3. Alberta on my mind
My beef continues to be with Alberta. In my rebuttal to Dr. Wickes’ letter to the editor, I wrote “Where’s the beef” in March 2016. In this article, Dr. Chad Kulak, the president of the Alberta College and Association of Chiropractors (ACAC) insisted that the utilization rate in Alberta was 27 per cent (over double the national rate). However the economic downturn crushed Alberta and it was reflected across the province with unemployment rates over 10 per cent for the first time in 22 years. Still though, the ACAC 2016-2017 Annual Report stated that the utilization rate was still quite high (24 per cent). This was suspect because in a Financial Post article dated November 2016, the newspaper reported the increased unemployment rate in Alberta had hit the medical profession, hard. In fact, Alberta chiropractor Dr. Brad Kane told the newspaper that in his estimation patient volume had fallen by 15 per cent since early 2015. This is very interesting because Dr. Brad Kane was also an ACAC council member with Dr. Kulak in 2016-17. So clearly there are two very different messages here. I question how some associations compile and present their statistics and I wonder how significant their confirmation bias is when they report their findings.
4. Youth movement
The most interesting observation from our latest survey is that 35 per cent of the respondents reported earning more than $100,000 last year. This is down from 50 per cent one year ago. I believe this could be attributed to two things:
a) There has been an increase in multidisciplinary practices, so likely DCs are leveraging their time so that they work a little less so that they can generate more passive income by farming out their office space to other health professionals.
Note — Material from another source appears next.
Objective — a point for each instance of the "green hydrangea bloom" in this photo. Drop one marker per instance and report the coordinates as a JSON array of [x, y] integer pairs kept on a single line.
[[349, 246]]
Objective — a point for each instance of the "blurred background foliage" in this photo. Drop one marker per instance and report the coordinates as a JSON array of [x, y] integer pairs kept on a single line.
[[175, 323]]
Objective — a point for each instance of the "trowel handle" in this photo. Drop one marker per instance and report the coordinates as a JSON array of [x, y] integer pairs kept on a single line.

b) Last year, according to CCO statistics, there were the highest DC retirements in almost a decade. This would signify a youth movement in the profession and obviously drive the median chiropractic salary downward.
There is much to be optimistic about if you are a Canadian chiropractor. The contingent is young, energetic, and philosophically on the same page. This cannot be said for many other chiropractic countries. Our recent expansion in scope of practice to include more diagnostic tests enhances our ability to co-treat patients with other allied health professionals, which bolsters our profession’s creditability and heightens chiropractic awareness to all future chiropractic patients.